The photosensitive drum 27 is supported in the casing 51 so as to be capable of rotating in the direction of the arrow (clockwise in FIG. 1). The photosensitive drum 27 is configured of a main drum body that is grounded, and a positive-charging photosensitive layer of polycarbonate formed on the surface thereof.

The charger 29 is disposed above and in confrontation with the photosensitive drum 27 but separated a prescribed distance therefrom so as not to contact the photosensitive drum 27. The charger 29 is a positive-charging scorotron charger that produces a corona discharge from a charging wire formed of tungsten or the like for charging the surface of the photosensitive drum 27 with a uniform positive polarity.

The transfer roller 30 is disposed below the photosensitive drum 27, confronting and contacting the same, and is supported in the casing 51 so as to be capable of rotating in the direction of the arrow (counterclockwise in FIG. 1). The transfer roller 30 is configured of a metal roller shaft coated with an electrically conductive rubber material. During a transfer operation, a transfer bias is applied to the transfer roller 30 through constant current control. A transfer position C (see FIG. 2) is formed at the point of contact between the transfer roller 30 and photosensitive drum 27 (nip point).

After the charger 29 charges the surface of the photosensitive drum 27 with a uniform positive polarity, the scanning unit 16 irradiates a laser beam in a high-speed scan over the surface of the photosensitive drum 27 based on image data. The areas of the photosensitive drum 27 exposed to the laser beam have a lower potential and form an electrostatic latent image. Here, the “electrostatic latent image” indicates areas on the surface of the photosensitive drum 27 carrying a uniformly positive charge that were exposed to the laser beam and, therefore, have a lower potential. As the developing roller 31 rotates, the toner carried on the developing roller 31 confronts and contacts the photosensitive drum 27, at which time toner is supplied to the electrostatic latent image formed on the surface of the photosensitive drum 27. The toner is selectively transferred to and carried on the surface of the photosensitive drum 27, developing the latent image into a visible image through reverse development to form a toner image on the photosensitive drum 27.

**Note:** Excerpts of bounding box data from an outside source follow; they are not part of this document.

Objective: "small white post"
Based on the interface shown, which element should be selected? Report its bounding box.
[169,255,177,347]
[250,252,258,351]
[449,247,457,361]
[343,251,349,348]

As the photosensitive drum 27 and transfer roller 30 are driven to rotate, a sheet of the paper 3 is pinched between the photosensitive drum 27 and transfer roller 30 at the transfer position C shown in FIG. 2. The photosensitive drum 27 and transfer roller 30 convey the sheet of paper 3 while the toner image carried on the surface of the photosensitive drum 27 is transferred onto the paper 3.

The fixing unit 18 is disposed on the downstream side of the process cartridge 17 and includes a heating roller 41, a pressure roller 42 disposed in confrontation with the heating roller 41 and applying pressure to the same, and a pair of conveying rollers 43 disposed downstream of the heating roller 41 and pressure roller 42. The fixing unit 18 having this construction fixes the toner transferred onto the paper 3 with heat as the paper 3 passes between the heating roller 41 and pressure roller 42. Subsequently, the conveying rollers 43 convey the sheet of paper 3 along a discharge path 44. Discharge rollers 45 receive the paper 3 conveyed along the discharge path 44 and discharge the paper 3 onto a discharge tray 46. Alternatively, the sheet of paper 3 may be returned into the device by reversing the rotation of the discharge rollers 45 and switching a flapper 49. In this case, a plurality of reverse conveying rollers 50 convey the sheet of paper 3 in an inverted state back to the upstream side of the image-forming unit 5 to perform a duplex print.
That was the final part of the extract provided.